ThreatLocker Override Codes

Overview

ThreatLocker Override Codes allow you to disable different aspects of ThreatLocker on a computer that does not have access to the internet or the ThreatLocker Data Centers. What you can disable is dependant on the version of ThreatLocker you are running.

• Below ThreatLocker Version 7.6, you are able to disable Application Control.
• ThreatLocker Version 7.6 and above, you are able to disable Application Control and Tamper Protection blocking.
• ThreatLocker Version 8.2 and above, you are able to disable Application Control, Tamper Protection blocking, and Network Control.
• ThreatLocker Version 8.3 and above, you are able to disable Application Control, Tamper Protection blocking, Network Control, and Storage Control.

On ThreatLocker Versions 7.6 and Above

Machines on ThreatLocker Versions 7.6 and newer have Override Codes by default. Admins can run the report "Override Codes (Agent 7.6 or above)" to see the unique override code linked to each hostname. These unique codes are automatically regenerated every day per computer you have installed in the portal. The most recent code registered for a machine is based on its most recent check-in. Your code is active for 24 hours. If the machine is restarted or the override code is stopped, you will be issued a new code the next time you check-in. If a machine is offline for more than 24 hours, the code will regenerate upon the next check-in.

To end the override state, navigate to the the ThreatLocker Tray and right click, select "Override", then select "Stop Override" from the popup.

NOTE: There may be a delay of up to 10 seconds for the ThreatLockerService to fully remove the Override functionality

On Legacy ThreatLocker Versions below 7.6

Under your account, you will see an Application Called ThreatLocker Override Codes. This application gives you a list of automatically generated override codes for your account. If you edit the application you will see a list of SHA256 representations of the codes. The codes are stored in an irreversible hash format to stop attackers from reading the code on the computer and entering it manually. 
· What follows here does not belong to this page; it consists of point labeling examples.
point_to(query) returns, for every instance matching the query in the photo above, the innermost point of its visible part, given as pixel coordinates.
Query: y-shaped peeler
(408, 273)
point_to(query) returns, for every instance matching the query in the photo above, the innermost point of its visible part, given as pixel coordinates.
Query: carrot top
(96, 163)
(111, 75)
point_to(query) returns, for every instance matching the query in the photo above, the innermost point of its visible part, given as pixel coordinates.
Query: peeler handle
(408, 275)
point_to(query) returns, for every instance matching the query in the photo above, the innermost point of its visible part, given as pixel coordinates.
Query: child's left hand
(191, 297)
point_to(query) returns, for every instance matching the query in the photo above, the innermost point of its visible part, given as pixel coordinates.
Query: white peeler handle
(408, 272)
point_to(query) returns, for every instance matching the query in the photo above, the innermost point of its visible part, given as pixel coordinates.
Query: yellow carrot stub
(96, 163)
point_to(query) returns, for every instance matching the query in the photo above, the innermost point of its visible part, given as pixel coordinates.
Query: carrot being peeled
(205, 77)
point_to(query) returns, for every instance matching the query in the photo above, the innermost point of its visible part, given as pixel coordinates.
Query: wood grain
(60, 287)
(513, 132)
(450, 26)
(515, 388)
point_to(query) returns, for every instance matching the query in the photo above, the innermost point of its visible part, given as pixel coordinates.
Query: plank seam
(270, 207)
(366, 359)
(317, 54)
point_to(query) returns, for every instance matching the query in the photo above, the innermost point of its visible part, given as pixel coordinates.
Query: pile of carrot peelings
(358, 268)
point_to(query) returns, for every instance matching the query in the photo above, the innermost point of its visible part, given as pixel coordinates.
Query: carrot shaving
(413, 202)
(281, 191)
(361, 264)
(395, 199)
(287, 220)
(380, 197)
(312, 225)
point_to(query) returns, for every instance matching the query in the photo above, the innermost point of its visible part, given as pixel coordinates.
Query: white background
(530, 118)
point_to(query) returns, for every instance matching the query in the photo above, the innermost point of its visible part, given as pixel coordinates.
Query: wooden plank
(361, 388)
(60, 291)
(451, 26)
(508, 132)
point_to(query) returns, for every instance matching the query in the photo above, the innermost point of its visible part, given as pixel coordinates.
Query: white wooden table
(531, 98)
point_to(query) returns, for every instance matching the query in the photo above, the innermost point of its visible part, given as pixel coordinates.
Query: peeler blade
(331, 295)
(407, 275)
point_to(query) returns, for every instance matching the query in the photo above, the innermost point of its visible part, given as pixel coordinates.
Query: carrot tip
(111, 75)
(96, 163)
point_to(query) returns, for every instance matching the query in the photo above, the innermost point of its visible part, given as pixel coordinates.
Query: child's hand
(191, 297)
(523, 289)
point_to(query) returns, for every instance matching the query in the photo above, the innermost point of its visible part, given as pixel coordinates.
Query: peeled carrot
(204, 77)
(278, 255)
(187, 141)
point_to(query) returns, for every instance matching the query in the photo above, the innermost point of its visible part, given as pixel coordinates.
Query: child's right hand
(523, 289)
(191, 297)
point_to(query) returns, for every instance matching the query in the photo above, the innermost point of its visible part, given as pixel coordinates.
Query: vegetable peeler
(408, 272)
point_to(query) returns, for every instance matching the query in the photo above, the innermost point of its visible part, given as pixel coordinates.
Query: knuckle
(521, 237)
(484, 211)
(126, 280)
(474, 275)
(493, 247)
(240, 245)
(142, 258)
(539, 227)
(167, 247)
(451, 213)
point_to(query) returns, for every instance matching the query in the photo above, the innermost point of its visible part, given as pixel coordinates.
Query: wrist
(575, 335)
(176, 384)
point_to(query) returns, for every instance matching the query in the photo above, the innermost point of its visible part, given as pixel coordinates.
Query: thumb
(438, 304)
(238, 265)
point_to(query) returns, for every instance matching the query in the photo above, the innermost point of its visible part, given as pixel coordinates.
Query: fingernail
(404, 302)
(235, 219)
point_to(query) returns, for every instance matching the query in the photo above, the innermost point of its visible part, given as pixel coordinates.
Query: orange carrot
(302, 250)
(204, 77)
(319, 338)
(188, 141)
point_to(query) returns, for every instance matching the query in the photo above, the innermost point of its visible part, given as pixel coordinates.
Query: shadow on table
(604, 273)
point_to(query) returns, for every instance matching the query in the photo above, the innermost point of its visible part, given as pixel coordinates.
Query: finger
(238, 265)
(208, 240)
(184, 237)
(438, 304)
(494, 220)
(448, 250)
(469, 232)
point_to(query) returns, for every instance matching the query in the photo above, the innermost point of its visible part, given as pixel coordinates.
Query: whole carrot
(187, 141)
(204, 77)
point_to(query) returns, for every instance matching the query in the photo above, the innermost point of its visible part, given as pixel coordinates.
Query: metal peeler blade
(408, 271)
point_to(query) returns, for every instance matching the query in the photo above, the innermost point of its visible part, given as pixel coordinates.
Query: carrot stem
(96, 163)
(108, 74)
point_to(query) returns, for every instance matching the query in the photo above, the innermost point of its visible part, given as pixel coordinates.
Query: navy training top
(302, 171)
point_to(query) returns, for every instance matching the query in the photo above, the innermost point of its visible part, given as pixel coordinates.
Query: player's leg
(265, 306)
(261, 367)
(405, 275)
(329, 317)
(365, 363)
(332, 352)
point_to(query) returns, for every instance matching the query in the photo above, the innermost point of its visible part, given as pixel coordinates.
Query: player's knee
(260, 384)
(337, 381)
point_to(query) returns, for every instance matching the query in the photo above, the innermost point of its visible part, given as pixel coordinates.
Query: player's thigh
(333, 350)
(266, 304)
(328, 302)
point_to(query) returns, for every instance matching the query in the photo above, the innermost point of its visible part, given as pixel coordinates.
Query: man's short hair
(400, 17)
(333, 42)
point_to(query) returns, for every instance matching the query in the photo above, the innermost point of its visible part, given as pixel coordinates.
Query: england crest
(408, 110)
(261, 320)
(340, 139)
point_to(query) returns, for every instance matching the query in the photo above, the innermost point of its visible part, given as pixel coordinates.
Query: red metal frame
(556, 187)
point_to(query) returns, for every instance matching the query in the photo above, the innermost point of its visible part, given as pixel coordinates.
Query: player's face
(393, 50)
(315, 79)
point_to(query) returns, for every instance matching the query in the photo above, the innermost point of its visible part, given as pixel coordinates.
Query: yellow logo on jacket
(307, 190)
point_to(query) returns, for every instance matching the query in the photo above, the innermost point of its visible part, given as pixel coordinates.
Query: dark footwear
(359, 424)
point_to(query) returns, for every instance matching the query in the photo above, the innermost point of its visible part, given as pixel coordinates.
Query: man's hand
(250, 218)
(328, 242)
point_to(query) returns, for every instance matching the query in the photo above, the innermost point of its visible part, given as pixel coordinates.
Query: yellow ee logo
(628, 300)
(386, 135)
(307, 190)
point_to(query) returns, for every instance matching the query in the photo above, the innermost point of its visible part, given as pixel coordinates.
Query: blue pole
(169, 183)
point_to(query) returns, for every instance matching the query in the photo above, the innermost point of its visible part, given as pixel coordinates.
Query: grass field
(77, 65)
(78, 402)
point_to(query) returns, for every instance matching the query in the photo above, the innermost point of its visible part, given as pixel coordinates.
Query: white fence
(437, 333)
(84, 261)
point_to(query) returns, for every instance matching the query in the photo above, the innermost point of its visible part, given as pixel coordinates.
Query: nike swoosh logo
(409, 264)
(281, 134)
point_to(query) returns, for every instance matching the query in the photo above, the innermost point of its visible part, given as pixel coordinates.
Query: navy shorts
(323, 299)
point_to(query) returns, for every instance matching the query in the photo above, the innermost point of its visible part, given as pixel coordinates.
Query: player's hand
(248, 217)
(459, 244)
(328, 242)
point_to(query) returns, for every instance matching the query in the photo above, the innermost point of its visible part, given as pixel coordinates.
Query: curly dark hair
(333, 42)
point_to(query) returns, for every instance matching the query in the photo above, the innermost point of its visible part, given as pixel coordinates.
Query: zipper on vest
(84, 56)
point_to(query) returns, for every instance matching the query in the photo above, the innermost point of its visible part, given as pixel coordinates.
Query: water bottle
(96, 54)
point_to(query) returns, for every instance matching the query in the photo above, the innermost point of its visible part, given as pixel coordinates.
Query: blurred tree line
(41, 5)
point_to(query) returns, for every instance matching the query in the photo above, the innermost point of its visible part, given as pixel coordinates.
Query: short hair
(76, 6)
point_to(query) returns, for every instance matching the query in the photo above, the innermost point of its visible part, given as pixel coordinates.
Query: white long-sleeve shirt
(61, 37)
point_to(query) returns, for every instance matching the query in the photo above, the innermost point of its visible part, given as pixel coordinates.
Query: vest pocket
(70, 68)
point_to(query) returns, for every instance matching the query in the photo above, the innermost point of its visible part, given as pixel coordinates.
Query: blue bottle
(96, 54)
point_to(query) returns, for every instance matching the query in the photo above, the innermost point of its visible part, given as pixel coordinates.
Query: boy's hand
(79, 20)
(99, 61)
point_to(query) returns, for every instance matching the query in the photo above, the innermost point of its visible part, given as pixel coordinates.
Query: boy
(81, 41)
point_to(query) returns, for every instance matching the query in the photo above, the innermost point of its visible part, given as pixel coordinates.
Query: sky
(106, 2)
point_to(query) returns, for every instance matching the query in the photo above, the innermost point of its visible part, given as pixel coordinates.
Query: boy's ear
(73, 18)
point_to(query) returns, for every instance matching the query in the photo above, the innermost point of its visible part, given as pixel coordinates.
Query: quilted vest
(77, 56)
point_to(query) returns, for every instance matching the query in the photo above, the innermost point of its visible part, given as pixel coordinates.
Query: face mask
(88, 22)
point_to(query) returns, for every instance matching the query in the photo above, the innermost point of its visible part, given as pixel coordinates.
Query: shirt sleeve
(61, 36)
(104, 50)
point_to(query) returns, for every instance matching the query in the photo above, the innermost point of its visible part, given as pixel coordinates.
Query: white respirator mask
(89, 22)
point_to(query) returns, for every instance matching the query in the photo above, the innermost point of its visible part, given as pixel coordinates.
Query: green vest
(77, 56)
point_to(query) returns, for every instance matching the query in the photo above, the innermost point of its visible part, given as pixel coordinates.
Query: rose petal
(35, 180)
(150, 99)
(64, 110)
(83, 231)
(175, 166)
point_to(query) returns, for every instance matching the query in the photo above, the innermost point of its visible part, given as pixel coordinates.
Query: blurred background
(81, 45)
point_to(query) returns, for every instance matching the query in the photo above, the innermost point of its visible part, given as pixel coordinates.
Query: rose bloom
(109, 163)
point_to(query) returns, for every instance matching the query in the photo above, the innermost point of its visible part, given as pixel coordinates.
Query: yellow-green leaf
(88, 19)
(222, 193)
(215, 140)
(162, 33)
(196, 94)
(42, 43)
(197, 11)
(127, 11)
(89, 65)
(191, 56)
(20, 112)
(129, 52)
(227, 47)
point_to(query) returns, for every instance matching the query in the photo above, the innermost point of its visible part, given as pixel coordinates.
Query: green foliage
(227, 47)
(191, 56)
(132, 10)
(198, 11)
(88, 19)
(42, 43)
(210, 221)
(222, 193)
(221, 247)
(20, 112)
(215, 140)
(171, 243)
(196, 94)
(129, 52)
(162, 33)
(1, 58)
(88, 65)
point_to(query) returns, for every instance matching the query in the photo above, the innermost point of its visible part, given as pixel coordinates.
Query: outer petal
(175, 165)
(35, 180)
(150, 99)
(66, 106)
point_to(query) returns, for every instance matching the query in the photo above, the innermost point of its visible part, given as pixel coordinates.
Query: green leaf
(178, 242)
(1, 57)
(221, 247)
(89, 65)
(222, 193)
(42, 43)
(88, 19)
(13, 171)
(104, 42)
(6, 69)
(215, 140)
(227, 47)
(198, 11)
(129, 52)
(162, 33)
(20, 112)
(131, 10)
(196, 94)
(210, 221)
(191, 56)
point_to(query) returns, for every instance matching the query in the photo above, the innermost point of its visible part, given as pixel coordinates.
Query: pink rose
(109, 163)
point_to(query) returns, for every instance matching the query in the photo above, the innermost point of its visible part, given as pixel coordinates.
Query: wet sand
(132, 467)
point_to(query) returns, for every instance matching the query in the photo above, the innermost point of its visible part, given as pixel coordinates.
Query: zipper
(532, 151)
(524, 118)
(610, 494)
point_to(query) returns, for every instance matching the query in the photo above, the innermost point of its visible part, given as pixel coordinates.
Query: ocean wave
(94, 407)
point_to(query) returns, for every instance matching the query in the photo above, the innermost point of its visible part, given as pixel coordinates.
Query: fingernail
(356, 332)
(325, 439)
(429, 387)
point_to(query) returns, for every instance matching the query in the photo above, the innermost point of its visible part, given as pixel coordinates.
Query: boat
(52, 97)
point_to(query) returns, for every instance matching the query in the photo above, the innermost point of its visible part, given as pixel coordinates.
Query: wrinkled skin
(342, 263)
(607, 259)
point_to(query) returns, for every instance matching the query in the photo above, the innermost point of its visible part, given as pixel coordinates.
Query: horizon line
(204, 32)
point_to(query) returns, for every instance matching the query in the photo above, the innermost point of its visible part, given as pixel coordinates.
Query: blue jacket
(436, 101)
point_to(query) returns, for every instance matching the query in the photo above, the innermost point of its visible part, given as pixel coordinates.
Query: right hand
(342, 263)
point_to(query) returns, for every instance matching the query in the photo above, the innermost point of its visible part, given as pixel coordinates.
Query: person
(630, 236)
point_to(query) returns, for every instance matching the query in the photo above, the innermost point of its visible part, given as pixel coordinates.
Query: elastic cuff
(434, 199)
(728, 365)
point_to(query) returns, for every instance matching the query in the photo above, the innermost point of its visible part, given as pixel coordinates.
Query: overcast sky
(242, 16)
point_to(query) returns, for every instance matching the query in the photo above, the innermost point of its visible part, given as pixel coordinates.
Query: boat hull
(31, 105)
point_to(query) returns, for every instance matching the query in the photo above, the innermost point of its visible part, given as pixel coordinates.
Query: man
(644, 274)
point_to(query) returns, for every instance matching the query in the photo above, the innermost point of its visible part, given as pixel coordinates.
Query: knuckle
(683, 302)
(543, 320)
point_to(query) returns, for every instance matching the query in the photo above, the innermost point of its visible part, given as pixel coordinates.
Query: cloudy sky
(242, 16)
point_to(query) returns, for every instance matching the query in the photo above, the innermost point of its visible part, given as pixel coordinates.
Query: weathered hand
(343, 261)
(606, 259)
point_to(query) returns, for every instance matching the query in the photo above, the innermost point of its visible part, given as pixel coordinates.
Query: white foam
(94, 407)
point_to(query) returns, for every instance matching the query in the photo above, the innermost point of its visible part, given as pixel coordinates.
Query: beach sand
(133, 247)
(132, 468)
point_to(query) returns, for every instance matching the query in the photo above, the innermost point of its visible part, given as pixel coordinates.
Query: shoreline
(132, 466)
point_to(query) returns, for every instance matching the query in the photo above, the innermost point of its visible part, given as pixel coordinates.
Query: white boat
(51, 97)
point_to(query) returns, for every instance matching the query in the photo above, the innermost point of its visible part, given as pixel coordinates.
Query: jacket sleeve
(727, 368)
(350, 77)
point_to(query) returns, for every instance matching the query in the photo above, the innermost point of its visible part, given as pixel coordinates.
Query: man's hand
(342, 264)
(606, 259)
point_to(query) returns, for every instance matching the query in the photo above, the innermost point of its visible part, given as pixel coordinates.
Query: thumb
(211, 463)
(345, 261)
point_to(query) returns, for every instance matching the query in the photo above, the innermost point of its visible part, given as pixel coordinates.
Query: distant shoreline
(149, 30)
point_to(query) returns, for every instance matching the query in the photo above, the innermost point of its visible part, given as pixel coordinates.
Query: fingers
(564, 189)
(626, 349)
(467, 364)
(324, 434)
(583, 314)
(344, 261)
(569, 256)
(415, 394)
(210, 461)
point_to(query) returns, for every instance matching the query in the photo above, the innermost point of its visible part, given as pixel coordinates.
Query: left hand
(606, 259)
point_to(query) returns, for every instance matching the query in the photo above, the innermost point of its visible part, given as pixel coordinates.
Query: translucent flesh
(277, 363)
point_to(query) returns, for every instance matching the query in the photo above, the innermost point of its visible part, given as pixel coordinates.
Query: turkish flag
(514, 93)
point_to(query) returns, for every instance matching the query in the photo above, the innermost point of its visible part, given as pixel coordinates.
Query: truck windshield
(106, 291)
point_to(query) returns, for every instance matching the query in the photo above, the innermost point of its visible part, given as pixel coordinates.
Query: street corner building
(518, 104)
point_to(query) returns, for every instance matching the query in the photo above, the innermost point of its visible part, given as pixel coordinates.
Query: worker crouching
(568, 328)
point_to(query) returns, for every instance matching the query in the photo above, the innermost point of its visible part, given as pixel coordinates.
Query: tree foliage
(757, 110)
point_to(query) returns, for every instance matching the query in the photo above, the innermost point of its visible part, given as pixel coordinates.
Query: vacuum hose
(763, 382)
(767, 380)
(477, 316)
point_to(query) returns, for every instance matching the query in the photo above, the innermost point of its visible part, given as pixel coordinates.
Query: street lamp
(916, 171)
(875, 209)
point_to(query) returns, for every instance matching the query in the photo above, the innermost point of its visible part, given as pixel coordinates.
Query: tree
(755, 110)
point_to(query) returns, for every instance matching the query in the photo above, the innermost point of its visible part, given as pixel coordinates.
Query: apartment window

To access the ThreatLocker Override Codes: 

• Select Application Control > Applications from the navigation menu. 
• Search for the Application named ThreatLocker Override Codes 
• Edit the Application.

• For your convenience, ThreatLocker has stored the unhashed password in the notes field. We recommend you take note of these passwords and store them in a secure location.   
• You can add additional override codes by adding a SHA256 of the code in the Path AND the Hash. Make sure you store the unencrypted password in a secure location. You can generate a SHA256 by visiting https://codebeautify.org/sha256-hash-generator

On versions below 7.6, the Override Codes Policy is disabled by default. You can either enable the standard override code policy or create your own override policy. 

Please note that override policies must be named "ThreatLockerOverride".

You can also create override policies at individual computers, groups, or MSP global level. 

Creating a new Override Policy

Navigate to Application Control > Policies.

Select the New Application Policy button.

Name the Policy ThreatLockerOverride.

Under 'What applications does this policy apply to?', select ThreatLocker Override codes and then click 'Add'.

Under 'Do you want this policy to apply to the entire organization or a selected computer group?', select the group you would like to place this policy on.

All other settings can be left at their defaults. Remember to click 'Save'.

To access your override codes, click on the smaller font name under the policy name. This will open the Application definition where you can access the codes as needed.

To enable the default override policy:

• Select Application Control > Policies from the Navigation Menu
• Select Entire Organization in the top right corner. 
• Toggle the On/Off switch to the On position in the portal. 

Once you use an override code, you should delete the code from the Application. The code will then be disabled and the computer comes online, it will become ineffective. 

How to activate an override code on ThreatLocker Agent 5.29 and above

From the ThreatLocker Portal, navigate to Application Control > Policies. Find your Override Policy. Click the smaller font below the Policy name to open the Application Definition.

Expand one of the entries and copy the unhashed key from the 'Notes' section as shown below.

From the ThreatLocker Tray Icon, select the option "Override" -- this will populate a text box where you will enter the key. Enter that key in this textbox and click "Save".

Once an override code has been used, you should immediately delete it from your application list.

Override codes expire when the hash value is removed from the application, and the ThreatLocker service has been restarted on the endpoint. Supplemental conditions include: the device has to check-in again to register that the key is no longer relevant.

In the Unified Audit, files that were permitted while in Override will appear as a green deny. When you expand the audit entry, you will see a green tag at the bottom of the entry that says 'Override'.

IMPORTANT NOTE: Before an override code will be removed from your endpoint, the computer will need to successfully check-in AND the ThreatLocker Service needs to be restarted.

How to activate a temporary override code on older ThreatLocker Agent versions

Note: The following instructions are applicable to agents between 5.25.10.1050 and 5.29

• To use the temporary override code, create a new text file:-
• c:\programdata\threatlocker\override.txt 
• Enter the password in the file in its original format (not SHA). Once you save the file, ThreatLocker will stop blocking within 10 seconds.